Should Fifa Ultimate Team be classed as gambling?
Fifa Ultimate Team lets players put together a squad using virtual packs of footballers that can be bought with virtual or real money, but the mystery nature of what players you might get in each pack has caused some to complain that the packs are gambling and should be regulated as such.
For its part, EA has said it has “no ethical concerns” about offering these Fifa Ultimate Team (FUT) packs for sale and the UK’s Search Department for Digital, Culture, Media & Sport (DCMS) decided they do not currently consider it gambling. However, EA is facing a lawsuit in France over the packs, with the claimant arguing that the game has been misclassified as an online video game when it should in fact be classed as a casino game.
Older readers will remember the Panini football stickers that school kids would collect every World Cup, with some children making a serious profit if they lucked out and found a “rare” player in their new sticker pack, which also contained a “mystery” mix of players. Indeed, FUT has a lot in common with Panini stickers, but with the added gamification pressures and ease of purchase that comes with modern internet-enabled apps and games. The FUT packs are also significantly more expensive than their physical sticker counterparts, with a “rare gold” pack of 12 mystery players setting you back £10 (or 2,000 Fifa points).

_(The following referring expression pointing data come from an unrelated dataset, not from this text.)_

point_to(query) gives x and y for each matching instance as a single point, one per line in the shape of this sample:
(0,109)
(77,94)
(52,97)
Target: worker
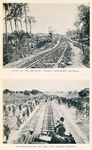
(60,129)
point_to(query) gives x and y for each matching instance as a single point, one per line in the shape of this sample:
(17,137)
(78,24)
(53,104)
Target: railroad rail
(48,122)
(44,59)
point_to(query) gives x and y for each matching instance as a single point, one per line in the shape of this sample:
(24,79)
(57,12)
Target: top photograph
(46,35)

Acting for the 32-year-old complainant, who says he has spent over £500 on the packs over the last six months, lawyers Karim Morand-Lahouazi and Victor Zagury explained to L’Équipe: “The developers of this game mode have created an illusory and particularly addictive system.
“We believe that a gambling game has been integrated into this video game because buying packs is nothing more than a bet. It is the logic of a casino that has entered their homes.”

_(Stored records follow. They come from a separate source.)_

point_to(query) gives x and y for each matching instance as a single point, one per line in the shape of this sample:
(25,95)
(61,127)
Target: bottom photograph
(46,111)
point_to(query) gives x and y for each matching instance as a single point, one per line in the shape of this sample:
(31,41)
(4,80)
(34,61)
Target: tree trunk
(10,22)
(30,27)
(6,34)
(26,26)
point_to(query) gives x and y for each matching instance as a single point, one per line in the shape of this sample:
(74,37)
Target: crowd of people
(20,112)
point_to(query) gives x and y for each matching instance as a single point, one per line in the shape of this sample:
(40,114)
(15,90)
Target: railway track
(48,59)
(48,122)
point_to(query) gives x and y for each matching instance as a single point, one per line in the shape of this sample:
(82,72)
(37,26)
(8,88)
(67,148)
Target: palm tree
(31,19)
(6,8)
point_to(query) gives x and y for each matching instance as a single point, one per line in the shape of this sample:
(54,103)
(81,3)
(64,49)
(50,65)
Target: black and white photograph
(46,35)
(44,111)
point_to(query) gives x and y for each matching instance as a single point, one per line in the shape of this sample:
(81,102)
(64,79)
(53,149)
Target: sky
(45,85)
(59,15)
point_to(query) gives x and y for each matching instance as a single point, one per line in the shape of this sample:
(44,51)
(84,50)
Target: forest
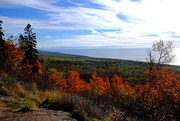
(89,88)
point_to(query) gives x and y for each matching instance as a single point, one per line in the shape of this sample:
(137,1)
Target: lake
(136,54)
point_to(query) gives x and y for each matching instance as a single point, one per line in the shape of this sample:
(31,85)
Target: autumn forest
(103,89)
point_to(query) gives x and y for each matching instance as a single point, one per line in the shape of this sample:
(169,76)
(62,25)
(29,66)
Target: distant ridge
(58,54)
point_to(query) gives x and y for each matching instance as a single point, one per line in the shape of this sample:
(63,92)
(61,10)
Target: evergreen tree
(28,45)
(2,44)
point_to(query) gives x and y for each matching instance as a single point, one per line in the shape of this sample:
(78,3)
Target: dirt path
(40,114)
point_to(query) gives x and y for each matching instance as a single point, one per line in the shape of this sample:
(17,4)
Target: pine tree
(2,44)
(28,45)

As the sale of these packs are a hidden “feature” of the Fifa video game, players may be unaware that they have started to lose money gambling. At least when you lose money at French casinos online you know what you are doing and it is pretty clear that you have real money on the line. With in-app purchases, the seamless transition between game-play and real-money gambling could be confusing to many.
These “loot boxes” are already banned in the Netherland and Belgium, and if EA loses this lawsuit they could become banned across the EU. However, instead of banning them, maybe it would be better to reclassify the games as gambling and only offer them via official apps from the best online casino operators, so that everyone who plays them knows exactly what they are doing.